La historia del país y el legado de Bawa están ligados de forma universal: sus relatos paralelos comenzaron hace 76 años, cuando Sri Lanka obtuvo la independencia del dominio británico, marcando el regreso de Bawa desde Londres a su patria recién independizada.

Lunuganga Estate, uno de los espacios más icónicos de Bawa. © Wallpaper
En 1948, inspirado por su estancia en Italia, Bawa emprendió el, posiblemente, proyecto más personal de su carrera: la transformación de una plantación de caucho abandonada en Lunuganga, cerca de Bentota, en un jardín elegantemente diseñado. Evocador y de atmósfera casi teatral, Lunuganga engloba una sucesión de estancias al aire libre pero cada una cuenta con su propio ambiente. De hecho, cuando el arquitecto falleció en 2003, fue incinerado en Cinnamon Hill, dentro de la misma finca.
A pesar de incorporarse al campo de la arquitectura más tarde en su vida – obteniendo su titulación oficialmente a los 38 años en la Architectural Association de Londres-, Bawa llegó a convertirse en el arquitecto más prolífico de Sri Lanka.
Sus obras abarcan hoteles, residencias privadas y diversas instituciones públicas, incluidas escuelas, universidades y edificios gubernamentales. Fusionando referencias de todo el mundo, sus contribuciones no solo ayudaron a definir la arquitectura del Sri Lanka posterior a la independencia, sino que también dejaron una huella en la comunidad arquitectónica internacional, aportando nuevas capas de significado y matices al llamado modernismo tropical.

Cinnamon Bentota Beach. @williamlimcl3
Recibió influencias tanto de la arquitectura tradicional de Sri Lanka como de las intervenciones coloniales, creando finalmente un lenguaje propio y único. Además de Lunuganga, algunos de sus proyectos más conocidos incluyen el Hotel Kandalama, el edificio del Parlamento de Sri Lanka – a partir de una zona pantanosa – y el templo Seema Malaka en Colombo. Sus colaboraciones con artistas y diseñadores como Ena de Silva, Barbara Sansoni y Laki Senanayake también desempeñaron un papel clave en el impulso de un renacimiento poscolonial, combinando materiales y artesanía autóctonos con el diseño moderno.
Hoy, si viajamos a Sri Lanka, podemos hospedarnos en iconos como Anantara Kalutara, enclave único concebido a principios de 1995 como un exuberante espacio entre el río Kalu Ganga y el océano Índico. Aunque la guerra civil de Sri Lanka y la muerte de Bawa retrasaron su finalización, finalmente Channa Daswatte, alumno de Bawa, retomó el proyecto de este resort de clase mundial que abría sus puertas en 2016.
Otros emblemas son The Gallery Café, en Colombo, diseñado a partir de un encargo de oficinas rechazado por el cliente a última hora y que Bawa convertiría en un oasis tropical de árboles y fuentes. O, por supuesto, la Casa Nº 11 y la propia oficina de Bawa, auténticas obras de arte en la ciudad de Colombo que invitan a sumergirse en un paisaje interior propio.
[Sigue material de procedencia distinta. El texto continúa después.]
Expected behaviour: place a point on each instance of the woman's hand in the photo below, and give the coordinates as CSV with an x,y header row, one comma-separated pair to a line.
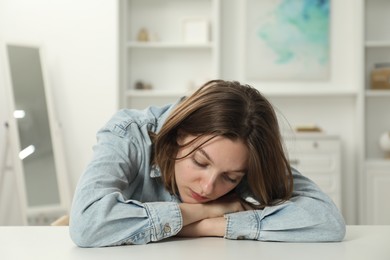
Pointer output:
x,y
224,205
210,227
218,208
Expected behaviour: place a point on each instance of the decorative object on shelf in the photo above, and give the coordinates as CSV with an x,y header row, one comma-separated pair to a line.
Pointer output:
x,y
380,76
143,35
140,85
384,143
308,128
196,30
287,40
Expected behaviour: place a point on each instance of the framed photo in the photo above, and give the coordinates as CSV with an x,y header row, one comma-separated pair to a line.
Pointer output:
x,y
195,30
287,40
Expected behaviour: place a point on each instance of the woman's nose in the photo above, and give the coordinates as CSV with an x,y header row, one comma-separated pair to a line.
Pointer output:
x,y
208,184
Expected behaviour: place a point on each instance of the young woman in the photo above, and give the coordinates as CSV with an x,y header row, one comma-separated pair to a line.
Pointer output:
x,y
211,165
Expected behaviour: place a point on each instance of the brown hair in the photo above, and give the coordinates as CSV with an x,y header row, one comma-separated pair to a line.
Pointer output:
x,y
234,111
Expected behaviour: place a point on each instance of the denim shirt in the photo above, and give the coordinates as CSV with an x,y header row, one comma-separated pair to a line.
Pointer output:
x,y
120,198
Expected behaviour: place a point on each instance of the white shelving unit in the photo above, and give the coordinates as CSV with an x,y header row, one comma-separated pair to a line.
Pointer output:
x,y
376,118
166,64
318,156
343,105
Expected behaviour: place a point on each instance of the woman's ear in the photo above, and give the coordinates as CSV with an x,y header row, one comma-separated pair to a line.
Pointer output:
x,y
180,137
Casa 11, de Geoffrey Bawa. © AD
Y es que los edificios de Bawa, extraordinariamente sensibles a su contexto, fusionan con naturalidad los espacios interiores y exteriores mediante composiciones elegantes, el uso de amplias entradas de luz y una naturaleza que quiere entrar en las estancias en todo momento.
Atraído de forma natural por formas de trabajo sostenibles mucho antes de que “sostenible” se convirtiera en una palabra de moda – utilizando sistemas de ventilación pasiva, luz natural y materiales locales -, sus diseños buscaban integrarse con el paisaje sin romperlo. Años después, su visión del diálogo entre arquitectura y entorno natural continúan siendo una fuente de inspiración tan fragante como eterna.